The warning came at a conference on pension transfers called by the Tax Incentivised Savings Association (TISA).
Jamie Jenkins of Standard Life argued the Department of Work and Pensions automated fund transfer proposals could be exploited when retirement savers change jobs and switch their pensions into a new scheme.
“Employers and pension providers will need to guard against mislaid or misrouted funds that could be the result of pension liberation,” he said.
Rules not tight enough
“Missing money will hit the reputation of the industry hard.”
He told the conference that soon after Chancellor George Osborne announced easier access to pension funds for the over 55s, pension liberation firms were marketing schemes encouraging retirement savers to cash in their funds and to invest the money in property instead.
“These people move really fast and can look at ways to extract this money before providers and the authorities have time to get into gear and close the loophole,” he said.
“Wherever someone can access cash without regulation, we often find someone lurking in the grey areas ready to take advantage of the unwary.”
HM Revenue & Customs (HMRC) have new powers to investigate and deter pension liberation by making schemes pass a pre-screening registration check.
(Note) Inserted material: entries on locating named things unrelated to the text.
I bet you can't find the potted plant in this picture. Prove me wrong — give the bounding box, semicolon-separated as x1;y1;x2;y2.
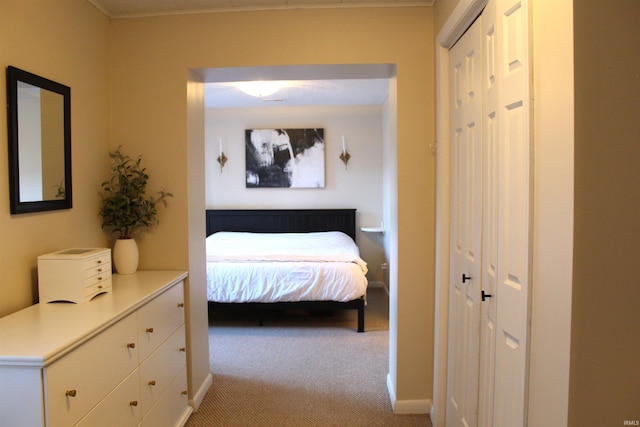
100;147;173;274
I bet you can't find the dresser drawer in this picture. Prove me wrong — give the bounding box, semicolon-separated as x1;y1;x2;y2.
44;313;138;427
38;248;111;304
138;282;184;362
142;368;193;427
140;325;187;416
84;277;111;299
76;370;142;427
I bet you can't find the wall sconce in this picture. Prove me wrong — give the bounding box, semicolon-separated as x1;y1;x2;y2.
340;135;351;169
216;138;229;173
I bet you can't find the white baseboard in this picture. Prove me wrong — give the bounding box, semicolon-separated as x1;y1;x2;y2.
189;372;213;411
387;375;432;415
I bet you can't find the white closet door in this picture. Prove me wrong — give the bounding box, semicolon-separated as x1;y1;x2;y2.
447;0;532;427
478;1;500;427
447;16;482;426
492;0;532;427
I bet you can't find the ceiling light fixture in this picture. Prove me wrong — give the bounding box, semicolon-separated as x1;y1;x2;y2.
237;80;284;98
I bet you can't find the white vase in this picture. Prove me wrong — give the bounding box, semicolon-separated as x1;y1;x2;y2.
113;239;139;274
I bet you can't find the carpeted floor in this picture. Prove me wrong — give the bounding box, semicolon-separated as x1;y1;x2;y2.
187;288;431;427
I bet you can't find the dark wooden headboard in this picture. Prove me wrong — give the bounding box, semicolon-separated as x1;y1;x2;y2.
207;209;356;241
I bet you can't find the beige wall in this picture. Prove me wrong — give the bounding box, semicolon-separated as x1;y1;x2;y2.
569;0;640;426
111;7;435;408
0;0;110;316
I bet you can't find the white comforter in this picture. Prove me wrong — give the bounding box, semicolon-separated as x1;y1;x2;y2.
207;231;367;302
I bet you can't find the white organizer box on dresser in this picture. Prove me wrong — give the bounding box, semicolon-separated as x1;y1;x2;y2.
0;271;192;427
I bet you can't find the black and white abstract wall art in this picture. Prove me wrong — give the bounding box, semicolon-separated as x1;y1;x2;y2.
245;129;324;188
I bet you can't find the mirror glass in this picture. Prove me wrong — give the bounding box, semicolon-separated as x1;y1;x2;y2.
7;67;72;214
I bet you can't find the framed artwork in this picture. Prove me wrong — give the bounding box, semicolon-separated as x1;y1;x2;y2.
245;128;324;188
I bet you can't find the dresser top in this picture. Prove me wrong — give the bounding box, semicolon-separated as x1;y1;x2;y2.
0;271;188;367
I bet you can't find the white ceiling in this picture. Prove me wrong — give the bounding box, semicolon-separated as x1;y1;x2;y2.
88;0;416;108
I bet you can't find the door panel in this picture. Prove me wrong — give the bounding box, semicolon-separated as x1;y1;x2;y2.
493;0;531;427
447;17;482;426
478;1;500;427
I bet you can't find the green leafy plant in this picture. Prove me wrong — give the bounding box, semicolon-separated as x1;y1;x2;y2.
100;147;173;239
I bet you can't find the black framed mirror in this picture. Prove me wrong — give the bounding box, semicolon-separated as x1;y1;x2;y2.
7;66;73;214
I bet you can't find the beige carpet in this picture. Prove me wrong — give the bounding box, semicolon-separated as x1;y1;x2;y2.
187;288;431;427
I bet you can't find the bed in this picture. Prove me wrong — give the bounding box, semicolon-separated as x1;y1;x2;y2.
206;209;367;332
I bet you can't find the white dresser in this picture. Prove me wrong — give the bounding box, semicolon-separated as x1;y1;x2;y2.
0;271;192;427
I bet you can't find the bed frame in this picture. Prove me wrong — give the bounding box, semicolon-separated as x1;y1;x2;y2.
206;209;364;332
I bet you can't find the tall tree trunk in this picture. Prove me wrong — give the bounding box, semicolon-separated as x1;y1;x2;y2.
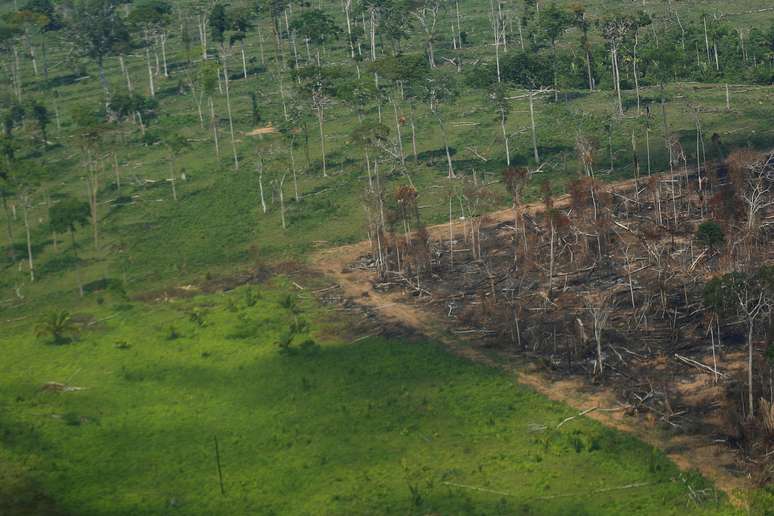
145;35;156;97
169;151;177;201
500;112;511;167
207;95;220;159
118;55;133;93
68;228;83;297
0;195;16;265
22;194;35;281
222;54;239;170
747;318;755;418
390;97;406;167
317;105;328;177
528;89;540;163
160;32;169;77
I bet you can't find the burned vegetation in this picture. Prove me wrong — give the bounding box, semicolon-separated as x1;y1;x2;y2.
360;148;774;483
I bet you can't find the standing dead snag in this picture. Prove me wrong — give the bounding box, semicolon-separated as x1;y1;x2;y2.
503;167;529;260
704;265;774;417
584;292;615;376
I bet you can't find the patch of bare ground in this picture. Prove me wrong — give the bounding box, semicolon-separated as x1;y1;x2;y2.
312;157;770;503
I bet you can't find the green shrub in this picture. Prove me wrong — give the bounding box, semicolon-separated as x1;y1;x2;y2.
696;220;726;249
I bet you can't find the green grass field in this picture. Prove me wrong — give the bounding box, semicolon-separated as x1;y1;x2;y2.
0;278;730;514
0;0;774;515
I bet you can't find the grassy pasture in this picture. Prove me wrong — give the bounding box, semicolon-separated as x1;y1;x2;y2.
0;279;730;514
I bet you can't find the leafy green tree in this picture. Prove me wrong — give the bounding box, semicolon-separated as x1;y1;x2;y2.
163;134;190;201
539;3;574;99
65;0;129;100
0;19;22;102
48;197;91;297
210;4;239;170
195;61;220;159
127;0;172;97
29;100;51;145
421;71;459;179
696;220;726;250
35;311;78;344
290;9;341;66
3;102;26;140
489;83;511;167
228;7;254;79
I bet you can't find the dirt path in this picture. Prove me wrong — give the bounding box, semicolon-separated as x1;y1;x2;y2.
312;175;749;504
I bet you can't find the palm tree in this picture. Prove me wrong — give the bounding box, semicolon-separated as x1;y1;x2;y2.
35;310;78;344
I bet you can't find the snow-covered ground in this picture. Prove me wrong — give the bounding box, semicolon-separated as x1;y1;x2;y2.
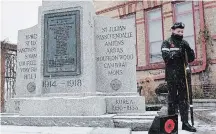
0;125;216;134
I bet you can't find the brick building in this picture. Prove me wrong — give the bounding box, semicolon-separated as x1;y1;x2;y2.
94;0;216;96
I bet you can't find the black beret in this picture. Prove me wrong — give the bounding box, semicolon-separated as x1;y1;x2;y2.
171;22;185;30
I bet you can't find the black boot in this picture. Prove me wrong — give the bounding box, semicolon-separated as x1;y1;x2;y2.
182;122;196;132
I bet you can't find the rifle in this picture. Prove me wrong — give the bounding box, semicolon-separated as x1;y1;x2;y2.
184;51;194;126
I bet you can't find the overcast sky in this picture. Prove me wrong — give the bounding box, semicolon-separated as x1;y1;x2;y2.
0;0;42;44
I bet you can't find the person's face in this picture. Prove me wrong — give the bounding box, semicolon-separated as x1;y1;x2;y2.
172;28;184;36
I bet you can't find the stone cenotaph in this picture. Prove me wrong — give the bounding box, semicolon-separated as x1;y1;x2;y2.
6;1;145;120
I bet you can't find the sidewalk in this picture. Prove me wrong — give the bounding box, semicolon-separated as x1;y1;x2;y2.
0;121;216;134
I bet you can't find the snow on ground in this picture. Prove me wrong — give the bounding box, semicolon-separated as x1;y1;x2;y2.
0;125;216;134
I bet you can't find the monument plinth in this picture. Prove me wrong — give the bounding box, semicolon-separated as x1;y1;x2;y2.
6;1;145;116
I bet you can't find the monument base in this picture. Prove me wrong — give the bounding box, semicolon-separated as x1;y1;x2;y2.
6;96;106;116
5;96;146;116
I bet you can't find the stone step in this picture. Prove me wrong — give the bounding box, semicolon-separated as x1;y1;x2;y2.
113;111;157;131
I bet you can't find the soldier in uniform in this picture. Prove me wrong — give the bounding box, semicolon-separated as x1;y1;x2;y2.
161;22;196;132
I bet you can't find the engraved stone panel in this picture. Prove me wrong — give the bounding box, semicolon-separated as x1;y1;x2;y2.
44;10;81;77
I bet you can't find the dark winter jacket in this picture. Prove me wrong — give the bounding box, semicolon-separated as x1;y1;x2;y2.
161;38;195;81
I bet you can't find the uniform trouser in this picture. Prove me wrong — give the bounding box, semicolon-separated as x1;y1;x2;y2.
167;80;189;122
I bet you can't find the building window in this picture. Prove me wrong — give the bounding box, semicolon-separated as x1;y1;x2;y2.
146;8;163;63
174;2;197;50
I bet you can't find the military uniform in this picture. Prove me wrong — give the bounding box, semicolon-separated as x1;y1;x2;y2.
161;22;195;131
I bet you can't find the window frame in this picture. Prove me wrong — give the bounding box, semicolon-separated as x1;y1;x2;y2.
144;6;164;65
172;1;199;57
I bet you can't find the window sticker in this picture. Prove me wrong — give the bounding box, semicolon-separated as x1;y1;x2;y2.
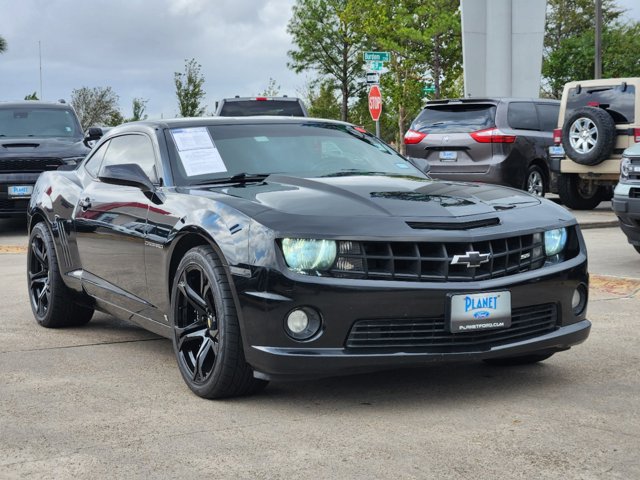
171;127;227;177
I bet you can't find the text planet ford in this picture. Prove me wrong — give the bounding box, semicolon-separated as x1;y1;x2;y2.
27;117;591;398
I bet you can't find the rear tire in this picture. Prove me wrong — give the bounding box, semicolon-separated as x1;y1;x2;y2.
484;352;555;367
558;173;605;210
171;246;267;398
27;222;93;328
524;165;547;198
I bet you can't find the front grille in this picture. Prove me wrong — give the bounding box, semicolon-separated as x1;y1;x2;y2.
346;303;558;353
330;234;544;282
0;157;64;173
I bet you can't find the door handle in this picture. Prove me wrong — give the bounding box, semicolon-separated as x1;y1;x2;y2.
78;197;91;210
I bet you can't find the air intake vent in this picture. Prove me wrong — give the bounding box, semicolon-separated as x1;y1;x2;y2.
407;218;500;230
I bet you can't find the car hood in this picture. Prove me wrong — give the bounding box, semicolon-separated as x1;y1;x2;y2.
0;137;89;158
190;175;540;219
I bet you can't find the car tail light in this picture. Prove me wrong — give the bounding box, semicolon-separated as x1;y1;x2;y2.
469;127;516;143
404;130;427;145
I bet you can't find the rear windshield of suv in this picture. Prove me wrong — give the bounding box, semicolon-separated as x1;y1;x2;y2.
564;85;636;123
411;104;496;133
0;107;82;138
219;100;305;117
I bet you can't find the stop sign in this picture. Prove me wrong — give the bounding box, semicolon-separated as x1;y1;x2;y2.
369;85;382;122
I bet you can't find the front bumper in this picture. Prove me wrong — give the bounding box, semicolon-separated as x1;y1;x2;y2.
611;183;640;245
0;173;40;216
236;253;591;379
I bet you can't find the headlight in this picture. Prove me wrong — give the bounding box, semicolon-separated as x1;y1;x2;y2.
620;157;631;180
282;238;336;272
544;228;567;257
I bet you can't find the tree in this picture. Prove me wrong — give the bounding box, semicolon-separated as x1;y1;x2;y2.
71;87;123;130
542;0;640;98
127;98;149;122
307;79;340;120
258;77;280;97
287;0;366;120
173;58;206;117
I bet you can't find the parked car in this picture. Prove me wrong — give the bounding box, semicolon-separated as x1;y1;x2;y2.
27;117;591;398
404;98;559;197
216;96;307;117
611;143;640;253
550;78;640;210
0;100;89;217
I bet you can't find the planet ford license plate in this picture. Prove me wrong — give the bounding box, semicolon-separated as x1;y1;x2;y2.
7;185;33;197
449;291;511;333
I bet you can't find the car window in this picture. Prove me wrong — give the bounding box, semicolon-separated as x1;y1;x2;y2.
411;104;496;133
507;102;540;130
565;85;636;123
84;142;109;177
536;103;560;132
219;100;305;117
100;135;158;183
0;106;82;138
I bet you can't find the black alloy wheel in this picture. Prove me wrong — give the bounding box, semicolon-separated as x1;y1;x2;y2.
27;222;93;328
171;246;267;398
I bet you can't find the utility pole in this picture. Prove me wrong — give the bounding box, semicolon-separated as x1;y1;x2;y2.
593;0;602;78
38;40;42;100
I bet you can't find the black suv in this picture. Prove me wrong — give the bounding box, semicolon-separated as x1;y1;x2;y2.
404;98;560;196
216;96;307;117
0;101;89;217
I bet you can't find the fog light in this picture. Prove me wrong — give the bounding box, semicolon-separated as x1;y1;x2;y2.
284;307;322;341
571;284;587;315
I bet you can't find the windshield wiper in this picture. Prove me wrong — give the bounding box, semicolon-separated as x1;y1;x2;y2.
192;172;271;185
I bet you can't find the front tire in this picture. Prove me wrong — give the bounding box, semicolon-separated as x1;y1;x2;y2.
27;222;93;328
558;173;604;210
484;353;553;367
171;246;267;398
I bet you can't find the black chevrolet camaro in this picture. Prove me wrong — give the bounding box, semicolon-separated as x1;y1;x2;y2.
27;117;591;398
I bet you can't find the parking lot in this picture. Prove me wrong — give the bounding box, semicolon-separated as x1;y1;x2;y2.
0;210;640;479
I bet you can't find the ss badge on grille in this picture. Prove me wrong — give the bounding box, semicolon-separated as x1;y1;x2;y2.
451;252;491;268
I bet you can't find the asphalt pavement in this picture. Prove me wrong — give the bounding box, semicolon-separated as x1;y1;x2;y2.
0;201;640;480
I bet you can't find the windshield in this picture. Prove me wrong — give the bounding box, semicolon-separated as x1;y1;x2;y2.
0;107;82;138
411;104;496;133
220;100;305;117
169;122;425;185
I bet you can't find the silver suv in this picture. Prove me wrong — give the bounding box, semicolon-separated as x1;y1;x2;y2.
550;78;640;210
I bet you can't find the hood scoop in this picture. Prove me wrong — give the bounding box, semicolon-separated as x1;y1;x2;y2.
407;218;500;230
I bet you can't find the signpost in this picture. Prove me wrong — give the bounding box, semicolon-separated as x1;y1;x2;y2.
369;85;382;138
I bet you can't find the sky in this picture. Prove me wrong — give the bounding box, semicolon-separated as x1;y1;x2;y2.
0;0;640;118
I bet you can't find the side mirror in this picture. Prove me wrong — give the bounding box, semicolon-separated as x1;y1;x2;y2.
83;127;104;148
98;163;155;194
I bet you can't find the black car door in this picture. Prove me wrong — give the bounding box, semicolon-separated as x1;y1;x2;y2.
74;134;157;313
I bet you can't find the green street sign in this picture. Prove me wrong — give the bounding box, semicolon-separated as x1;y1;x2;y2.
363;52;391;62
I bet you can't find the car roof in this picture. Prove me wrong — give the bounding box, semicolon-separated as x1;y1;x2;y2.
0;100;73;110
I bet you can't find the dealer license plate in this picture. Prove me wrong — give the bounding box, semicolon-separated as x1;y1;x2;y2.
549;146;564;157
440;150;458;162
7;185;33;197
449;291;511;333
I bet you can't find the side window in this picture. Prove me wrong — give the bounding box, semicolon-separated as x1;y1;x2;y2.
84;142;110;178
101;135;158;183
507;102;540;130
536;103;560;132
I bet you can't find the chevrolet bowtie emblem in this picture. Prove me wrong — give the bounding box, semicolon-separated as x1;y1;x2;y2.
451;252;491;268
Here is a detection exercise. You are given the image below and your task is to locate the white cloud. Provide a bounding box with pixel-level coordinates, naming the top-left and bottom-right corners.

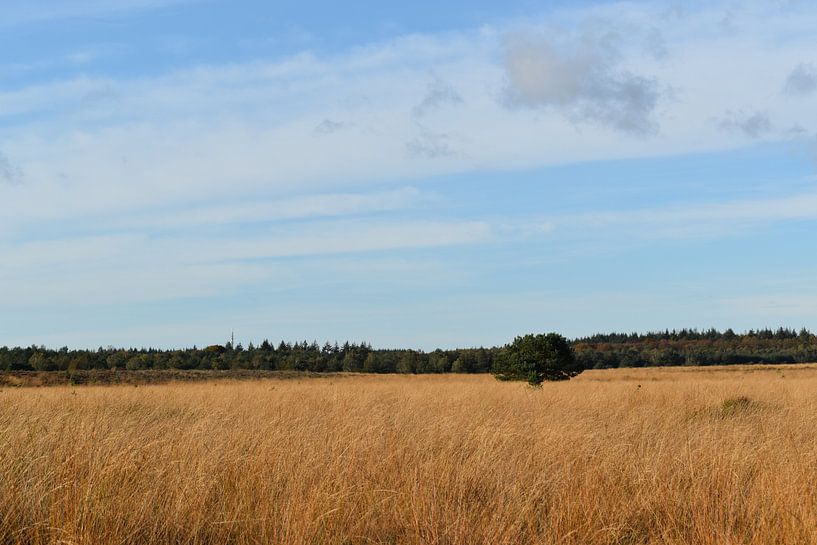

Trustees running pensions will also have to clear a ‘fit and proper person’ test.
Detecting fraud
Both are designed to target pension liberation firms from setting up bogus employer pension schemes.
Lawyers feel regulators will have to come up with new ways to control pension fund transfers.
Simon Laight, of law firm Pinsent Masons, said: “It’s much harder to detect fraud or suspected pension liberation when transfers are automated. The person releasing the cash must have some due diligence process in place, and at the moment, existing procedures do not resolve the problems.”
Pension liberation is when a financial adviser helps someone draw down their pension savings against the rules.
Some pension liberation firms have promised retirement savers to access their funds and then stolen the cash, while others neglect to tell savers about the tax consequences of withdrawing their pension early.
HMRC will charge a tax penalty of at least 55% of the value of the liberated pension fund if the money is taken against the rules.